Waiting For Godot by Samuel Beckett, New Wolsey Theatre, until April 7 (no performance Good Friday 6 April)

This Waiting for Godot is presented comically, eschewing the traditional seriousness that has been its trade mark for nearly sixty years. Ian Brown’s all-black cast play it as a music hall piece, using every available strand of humour. When it was premiered ‘Godot’ puzzled and dazzled in equal measure. Audiences walked out on the interminable wait for a Godot who never came and who may never have existed in a surreal world of forgetfulness and human frailty. It is a play of nothingness as, on a bare road with a single tree for company, lifelong friends Estragon (Patrick Robinson) and Vladimir (Jeffery Kissoon) wait, just wait. Vladimir is the more sensible of the two and frustrated by the surreal world he finds himself in, more so when Pozzo (Cornell S John) arrives following the ironically-named Lucky (Guy Burgess) who is attached by a rope that cuts into his throat and makes his life as a downtrodden lackey all the more unbearable.

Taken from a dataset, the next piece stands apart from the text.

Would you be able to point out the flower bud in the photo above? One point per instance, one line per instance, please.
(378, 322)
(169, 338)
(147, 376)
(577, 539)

Lucky’s ‘thinking’ monologue of intellectual gobbledegook was a triumph.

The characters pass the time in apparently meaningless conversation, arguing and baiting one another, then making up before starting the cycle again. And all the while Vladimir repeats that they are ‘waiting for Godot’.

Yet for all the comedy despair is ever present, especially when the young messenger (Fisayo Akinade in his theatrical debut) again gives them the daily news that Godot is not coming. Act 2 brings dark pathos as the confident Pozzo is brought low by disability and Lucky is all but done in.

Beckett admitted ‘Godot’ an enigma and complained that the critics were reading too much into it. But there is much to be read. Real life parallels emerge and gradually it becomes obvious that were Godot to arrive he would only be a disappointment.